Background
I hold a PhD in Environmental Science and I am always interested in the education levels of a population. I like to pursue questions about PhD holders. For this project, I was inspired by the University of Virginia’s Racial Dot Map (no longer available because of outdated data). I was curious about the spatial distribution of the population holding PhDs in New York State (my home state and my PhD granting state).
I followed this and this tutorial.
Load Libraries
library(tidyverse)
library(sf)
library(tidycensus)
library(ggshadow)
Get Census Data
The US Census American Community Survey (ACS) has a wide variety of demographic information, including education attainment. The census variables are complex to navigate and I like to challenge myself with sourcing this data. The tidycensus R package simplifies the process somewhat. Tidycensus provides not only the numerical data but also the spatial data (starting from block-group level up to national level).

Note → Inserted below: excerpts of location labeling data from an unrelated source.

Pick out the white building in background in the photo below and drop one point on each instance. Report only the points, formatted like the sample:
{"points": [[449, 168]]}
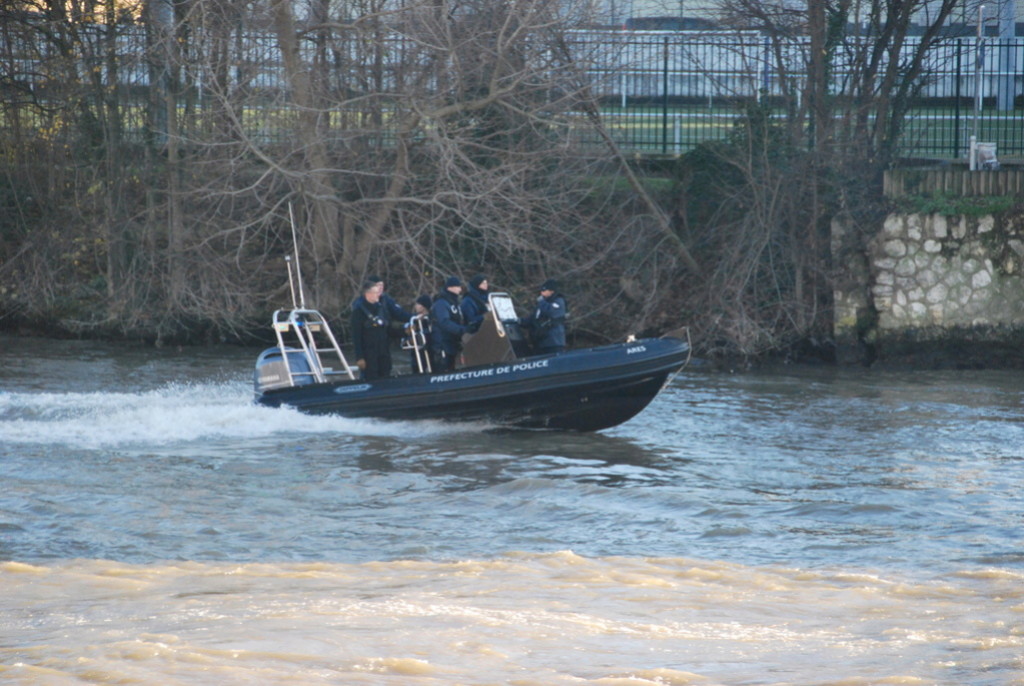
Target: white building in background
{"points": [[1000, 16]]}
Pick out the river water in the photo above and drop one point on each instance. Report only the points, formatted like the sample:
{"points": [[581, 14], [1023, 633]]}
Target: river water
{"points": [[800, 526]]}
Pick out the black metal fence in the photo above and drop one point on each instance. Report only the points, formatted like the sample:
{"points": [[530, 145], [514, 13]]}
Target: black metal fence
{"points": [[662, 92]]}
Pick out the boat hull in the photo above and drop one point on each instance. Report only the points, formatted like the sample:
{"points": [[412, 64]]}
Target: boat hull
{"points": [[581, 390]]}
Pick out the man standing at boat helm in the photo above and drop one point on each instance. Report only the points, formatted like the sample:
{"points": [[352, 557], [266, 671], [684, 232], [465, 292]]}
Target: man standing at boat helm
{"points": [[547, 324], [446, 326], [371, 322], [394, 309]]}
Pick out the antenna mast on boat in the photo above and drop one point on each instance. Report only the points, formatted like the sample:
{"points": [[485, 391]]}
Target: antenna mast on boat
{"points": [[298, 267]]}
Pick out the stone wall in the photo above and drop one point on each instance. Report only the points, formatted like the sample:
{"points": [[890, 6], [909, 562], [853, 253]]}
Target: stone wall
{"points": [[931, 290]]}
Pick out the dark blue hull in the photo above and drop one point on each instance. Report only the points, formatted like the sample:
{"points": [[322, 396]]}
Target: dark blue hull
{"points": [[581, 390]]}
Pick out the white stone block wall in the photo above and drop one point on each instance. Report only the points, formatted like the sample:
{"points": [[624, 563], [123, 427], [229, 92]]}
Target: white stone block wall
{"points": [[933, 270]]}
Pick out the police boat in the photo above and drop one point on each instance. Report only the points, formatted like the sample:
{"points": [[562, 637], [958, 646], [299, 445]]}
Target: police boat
{"points": [[498, 382]]}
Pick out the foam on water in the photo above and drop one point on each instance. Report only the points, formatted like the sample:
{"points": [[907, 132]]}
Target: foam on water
{"points": [[176, 413]]}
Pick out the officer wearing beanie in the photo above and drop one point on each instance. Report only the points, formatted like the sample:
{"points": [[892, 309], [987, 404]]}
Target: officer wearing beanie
{"points": [[547, 324], [474, 305], [446, 326]]}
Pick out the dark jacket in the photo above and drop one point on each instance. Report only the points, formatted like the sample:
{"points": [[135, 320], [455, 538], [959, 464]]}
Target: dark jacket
{"points": [[446, 324], [370, 337], [547, 324], [474, 306]]}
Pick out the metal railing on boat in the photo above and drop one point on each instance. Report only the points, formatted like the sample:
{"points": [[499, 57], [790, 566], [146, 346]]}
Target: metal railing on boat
{"points": [[312, 334]]}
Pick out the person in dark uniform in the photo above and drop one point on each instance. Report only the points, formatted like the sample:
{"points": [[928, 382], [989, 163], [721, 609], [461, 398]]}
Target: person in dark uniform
{"points": [[419, 355], [371, 322], [474, 304], [547, 324], [446, 326], [393, 308]]}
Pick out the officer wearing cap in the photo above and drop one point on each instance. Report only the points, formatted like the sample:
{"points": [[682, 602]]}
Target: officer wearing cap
{"points": [[547, 323], [370, 323], [474, 304], [448, 326]]}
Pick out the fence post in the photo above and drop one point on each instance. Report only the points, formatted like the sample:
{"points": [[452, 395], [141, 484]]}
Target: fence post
{"points": [[665, 98], [956, 97]]}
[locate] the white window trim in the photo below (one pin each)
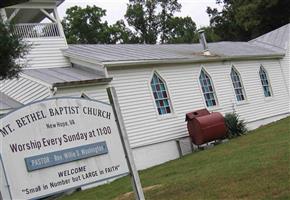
(167, 115)
(242, 102)
(261, 85)
(211, 108)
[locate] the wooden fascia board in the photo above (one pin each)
(187, 61)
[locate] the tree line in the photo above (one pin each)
(151, 22)
(154, 21)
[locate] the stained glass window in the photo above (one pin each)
(265, 82)
(238, 86)
(207, 89)
(160, 95)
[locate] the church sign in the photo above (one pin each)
(58, 144)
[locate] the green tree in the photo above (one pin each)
(12, 48)
(154, 19)
(84, 25)
(166, 19)
(141, 15)
(247, 19)
(180, 30)
(119, 33)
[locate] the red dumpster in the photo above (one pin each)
(204, 126)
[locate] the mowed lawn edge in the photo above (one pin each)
(253, 166)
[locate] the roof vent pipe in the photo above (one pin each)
(203, 42)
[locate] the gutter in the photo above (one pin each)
(182, 60)
(73, 84)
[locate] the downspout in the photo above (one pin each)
(53, 91)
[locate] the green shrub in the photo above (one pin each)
(235, 126)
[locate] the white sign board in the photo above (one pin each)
(58, 144)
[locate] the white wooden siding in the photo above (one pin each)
(46, 53)
(145, 126)
(24, 90)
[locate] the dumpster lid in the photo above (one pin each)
(196, 113)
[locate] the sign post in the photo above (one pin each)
(139, 195)
(58, 144)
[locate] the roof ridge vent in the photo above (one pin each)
(203, 42)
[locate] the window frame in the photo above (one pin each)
(233, 68)
(269, 82)
(165, 115)
(213, 107)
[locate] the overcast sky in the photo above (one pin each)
(116, 9)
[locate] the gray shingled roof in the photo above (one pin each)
(278, 38)
(65, 76)
(7, 103)
(137, 52)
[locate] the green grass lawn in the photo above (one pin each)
(254, 166)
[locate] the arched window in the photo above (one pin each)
(207, 89)
(160, 94)
(238, 85)
(265, 82)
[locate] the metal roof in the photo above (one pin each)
(6, 3)
(278, 38)
(66, 76)
(137, 52)
(7, 103)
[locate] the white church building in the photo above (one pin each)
(156, 84)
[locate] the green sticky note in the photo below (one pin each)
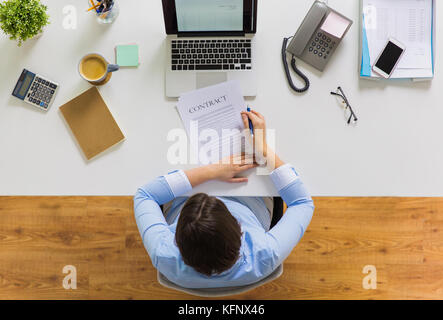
(127, 55)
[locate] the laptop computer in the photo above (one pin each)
(209, 42)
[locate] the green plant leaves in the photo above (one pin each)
(22, 19)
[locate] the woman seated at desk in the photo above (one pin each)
(215, 242)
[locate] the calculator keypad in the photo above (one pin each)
(321, 45)
(41, 92)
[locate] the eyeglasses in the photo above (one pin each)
(345, 101)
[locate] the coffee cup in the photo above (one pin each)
(95, 69)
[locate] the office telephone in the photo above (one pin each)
(316, 40)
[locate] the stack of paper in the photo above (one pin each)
(409, 21)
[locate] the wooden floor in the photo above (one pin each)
(401, 237)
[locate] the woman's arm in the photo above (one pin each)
(290, 229)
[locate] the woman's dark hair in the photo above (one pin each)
(207, 235)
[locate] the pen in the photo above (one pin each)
(251, 127)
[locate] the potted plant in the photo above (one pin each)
(23, 19)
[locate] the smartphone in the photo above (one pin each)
(389, 58)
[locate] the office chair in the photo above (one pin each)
(229, 291)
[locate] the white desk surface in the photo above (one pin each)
(396, 149)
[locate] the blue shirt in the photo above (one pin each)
(261, 251)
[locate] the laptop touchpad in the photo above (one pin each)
(206, 79)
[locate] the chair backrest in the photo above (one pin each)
(219, 292)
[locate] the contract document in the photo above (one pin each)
(213, 122)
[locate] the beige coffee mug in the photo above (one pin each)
(94, 68)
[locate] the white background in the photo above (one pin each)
(395, 150)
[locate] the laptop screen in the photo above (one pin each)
(210, 17)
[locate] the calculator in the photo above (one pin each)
(35, 90)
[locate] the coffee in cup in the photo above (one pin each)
(94, 68)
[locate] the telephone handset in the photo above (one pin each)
(316, 39)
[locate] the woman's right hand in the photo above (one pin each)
(262, 152)
(259, 123)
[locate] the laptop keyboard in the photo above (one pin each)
(224, 54)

# Get most recent American Community Survey (collected every 5 years) (2017 - 2021) data for educational attainment
ny_ed <- tidycensus::get_acs(
# at census tract level
geography = "tract",
# people with doctorate
variables = paste0("B15003_025"),
# total population
summary_var = "B15003_001",
state = "NY",
geometry = TRUE
)
# get the shapes of NY counties because I want to map those separately
counties <- tidycensus::get_acs(
state = "NY",
geography = "county",
# Total Population
variables = "B01001_001",
geometry = TRUE
)
# For some reason, there are 17 empty polygons in the dataset. We will drop those
ny_ed_clean <- ny_ed %>%
filter(!st_is_empty(.))
View Census Tracts
mapview::mapview(ny_ed_clean)
Process Data
The Dot Density process takes the population of a shape (in this case a census tract) and turns that population into random dots inside the shape. For large areas, it is good practice to turn groups of individuals into one dot. For our case, we will turn every 10 individuals into 1 dot. We don’t know the location of each individual, so to simulate approximate dot locations the dots will be randomly distributed across each census tract. (This is going to take a while)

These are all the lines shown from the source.